A Confederação da Agricultura e Pecuária do Brasil (CNA) e o Ministério do Trabalho e Emprego (MTE) divulgaram esclarecimentos oficiais para conter informações desencontradas sobre o uso de chapéu e capacete nas atividades rurais, conforme previsto na Norma Regulamentadora nº 31 (NR-31), que trata da saúde e segurança no trabalho no campo.
A norma está em vigor desde 2005 e não passou por nenhuma alteração recente que obrigue o uso indiscriminado de capacete ou proíba o chapéu tradicional do trabalhador rural, como chegou a circular em redes sociais e aplicativos de mensagens.

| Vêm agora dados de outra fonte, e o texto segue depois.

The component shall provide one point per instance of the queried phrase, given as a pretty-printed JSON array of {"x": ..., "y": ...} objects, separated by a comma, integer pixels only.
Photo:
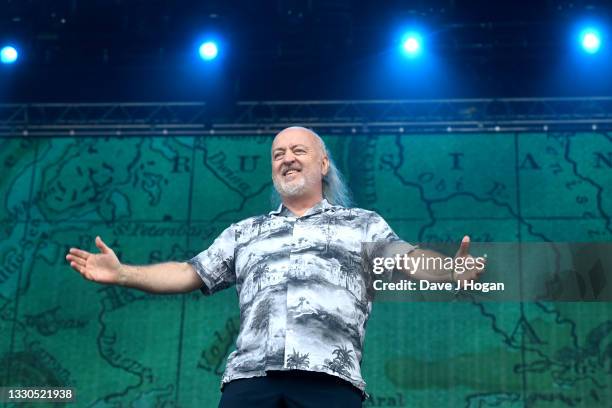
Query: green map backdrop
[{"x": 166, "y": 198}]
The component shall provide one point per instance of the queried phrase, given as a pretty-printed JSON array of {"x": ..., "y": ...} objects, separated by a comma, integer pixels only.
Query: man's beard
[{"x": 289, "y": 189}]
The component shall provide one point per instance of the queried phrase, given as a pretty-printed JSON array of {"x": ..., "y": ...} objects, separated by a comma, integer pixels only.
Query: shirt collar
[{"x": 317, "y": 208}]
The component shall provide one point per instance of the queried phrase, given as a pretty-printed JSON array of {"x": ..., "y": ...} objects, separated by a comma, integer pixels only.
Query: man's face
[{"x": 298, "y": 164}]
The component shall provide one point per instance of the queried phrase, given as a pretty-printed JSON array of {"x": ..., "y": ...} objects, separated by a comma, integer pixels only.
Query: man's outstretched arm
[
  {"x": 438, "y": 273},
  {"x": 105, "y": 267}
]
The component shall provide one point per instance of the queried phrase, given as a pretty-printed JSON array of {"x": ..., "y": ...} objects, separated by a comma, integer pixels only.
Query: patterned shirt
[{"x": 303, "y": 294}]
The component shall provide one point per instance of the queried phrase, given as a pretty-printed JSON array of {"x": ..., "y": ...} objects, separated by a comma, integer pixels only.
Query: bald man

O que diz a NR-31, na prática
De acordo com a CNA, a NR-31 determina que o empregador rural implemente o Programa de Gerenciamento de Riscos no Trabalho Rural (PGRTR) na propriedade. Esse programa é a base de toda a política de segurança e exige:
- Identificação dos riscos ocupacionais existentes em cada atividade
- Avaliação de riscos químicos, físicos, biológicos, ergonômicos e de acidentes
- Definição de medidas de prevenção proporcionais a esses riscos
Somente a partir dessa análise técnica é que se define o Equipamento de Proteção Individual (EPI) adequado para cada função.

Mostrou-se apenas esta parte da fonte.